On this method, our ex-ex-colored man proves to be much less of a personality and extra a puppet possessed by the present’s racial unconscious. As a mouthpiece, Aaron offers voice to an anti-Blackness unparalleled and unstated by some other Black characters within the season to this point. And by the top of his story, he doesn’t embrace his Blackness on the premise of delight, development, or political schooling however fairly as a way of clarifying his relationship to want and desirability. This is the reason his ultimate gaze within the episode is a understanding one. Via Aaron’s closing look, the present anticipates an viewers who understands the implications of the worth of racial want. His gaze presumes a shared information of interracial fantasies predicated on racial efficiency.

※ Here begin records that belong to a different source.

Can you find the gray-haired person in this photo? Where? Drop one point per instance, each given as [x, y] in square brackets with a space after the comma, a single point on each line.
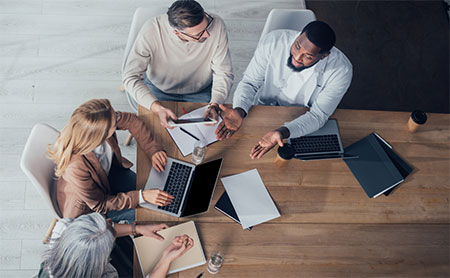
[180, 56]
[81, 247]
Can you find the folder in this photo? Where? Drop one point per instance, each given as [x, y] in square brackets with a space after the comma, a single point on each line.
[149, 250]
[225, 206]
[378, 168]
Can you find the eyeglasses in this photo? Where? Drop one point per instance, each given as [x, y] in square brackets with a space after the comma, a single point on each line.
[199, 36]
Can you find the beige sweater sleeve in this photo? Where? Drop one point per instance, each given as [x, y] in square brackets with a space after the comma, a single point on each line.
[222, 69]
[136, 65]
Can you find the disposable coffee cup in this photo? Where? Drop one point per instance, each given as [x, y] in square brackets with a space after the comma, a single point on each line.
[418, 118]
[284, 154]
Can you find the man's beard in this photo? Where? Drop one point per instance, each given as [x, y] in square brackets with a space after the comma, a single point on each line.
[298, 69]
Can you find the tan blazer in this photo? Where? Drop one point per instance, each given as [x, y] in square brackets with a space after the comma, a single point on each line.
[84, 188]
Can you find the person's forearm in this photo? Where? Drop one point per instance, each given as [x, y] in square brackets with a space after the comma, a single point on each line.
[241, 112]
[284, 132]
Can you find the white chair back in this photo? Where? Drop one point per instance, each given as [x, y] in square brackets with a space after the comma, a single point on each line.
[37, 167]
[294, 19]
[141, 15]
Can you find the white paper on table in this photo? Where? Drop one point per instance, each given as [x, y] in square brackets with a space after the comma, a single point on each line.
[250, 198]
[203, 132]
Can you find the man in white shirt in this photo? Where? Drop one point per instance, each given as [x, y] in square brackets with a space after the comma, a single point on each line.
[291, 69]
[180, 56]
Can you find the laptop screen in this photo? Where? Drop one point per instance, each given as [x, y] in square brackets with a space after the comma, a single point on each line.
[202, 187]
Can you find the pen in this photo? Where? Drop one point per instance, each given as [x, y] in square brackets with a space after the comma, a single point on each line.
[190, 134]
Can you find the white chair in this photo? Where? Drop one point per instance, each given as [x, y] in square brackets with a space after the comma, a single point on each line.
[294, 19]
[141, 15]
[41, 170]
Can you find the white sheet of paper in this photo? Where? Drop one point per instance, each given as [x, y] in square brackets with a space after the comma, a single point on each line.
[250, 198]
[204, 132]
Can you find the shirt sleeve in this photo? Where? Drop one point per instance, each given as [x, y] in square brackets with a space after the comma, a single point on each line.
[222, 73]
[96, 199]
[323, 107]
[136, 65]
[141, 197]
[254, 76]
[137, 128]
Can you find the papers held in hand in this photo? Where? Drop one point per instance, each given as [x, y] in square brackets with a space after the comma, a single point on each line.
[191, 121]
[149, 250]
[186, 138]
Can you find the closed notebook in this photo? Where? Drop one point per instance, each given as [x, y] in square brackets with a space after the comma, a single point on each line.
[149, 250]
[374, 169]
[225, 206]
[402, 166]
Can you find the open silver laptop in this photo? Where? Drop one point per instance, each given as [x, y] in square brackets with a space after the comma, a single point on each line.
[324, 143]
[192, 186]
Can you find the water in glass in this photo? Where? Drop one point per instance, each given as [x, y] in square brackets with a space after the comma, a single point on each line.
[199, 152]
[215, 262]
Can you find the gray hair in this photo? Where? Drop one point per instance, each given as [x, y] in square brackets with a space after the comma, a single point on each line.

Given this episode’s concern with the connection between want and visuality, it’s becoming that it contains a outstanding cameo from the now-deceased Samuels, a person who, within the phrases of The New York Instances, “styl[ed] himself as a picture guide” and loved virality largely for movies wherein he verbally degraded the appears to be like, courting prospects, and social worth of Black girls (and to a lesser extent, Black males). Who higher than him to bridge the episode’s curiosity in race, violence, optics, and want? Definitely, the selection was deliberately made, however that intention reads as an eagerness to impress Black girls viewers particularly from whom the episode’s quippy description enthusiastically anticipates what we’ll ask ourselves, “Why do they hate black girls a lot?” (This can be a well-documented stress because the present’s creator and star Donald Glover felt compelled in a self-interview to ask himself if he was “afraid” of Black girls. He dodges his personal query). As a Black lady with a dedication to cultural criticism, I’m not inclined to take the bait on the present’s relationship with Black girls (Van has mentioned like ten phrases this complete season, lol the jokes write themselves). Nonetheless, I do see this episode as an important pattern of the present’s marrow, and the outcomes present that provocation is the most cancers within the lifeblood of the sequence.

The place this season’s appearances of Chet Hanks and Liam Neeson generated famous controversy, the present’s Samuels cameo goes a step additional, understanding nicely his polarizing popularity, in an effort to steadiness pushing the buttons of heated intraracial discourse whereas sustaining a gradual curiosity within the interracial. As a metaphor for these advanced commitments and wishes, Aaron — whose racial innovation within the face of insecurity proves to be each the Blackest and the whitest factor about him — embodies the contradiction and the chaos on the core of the present’s surrealist self-fashioning. Thus, in trying to this character’s narrative predecessors, we’re reminded that the shock-and-awe instincts that make up the cells of the present’s tumor-sized id disaster will not be unprecedented in Black artwork. In spite of everything, as Johnson’s protagonist wrote in Autobiography over a century in the past, “I do know that I’m enjoying with fireplace, and I really feel the fun which accompanies that almost all fascinating pastime; and, again of all of it, I feel I discover a form of savage and diabolical want to assemble up all of the little tragedies of my life and switch them right into a sensible joke on society.”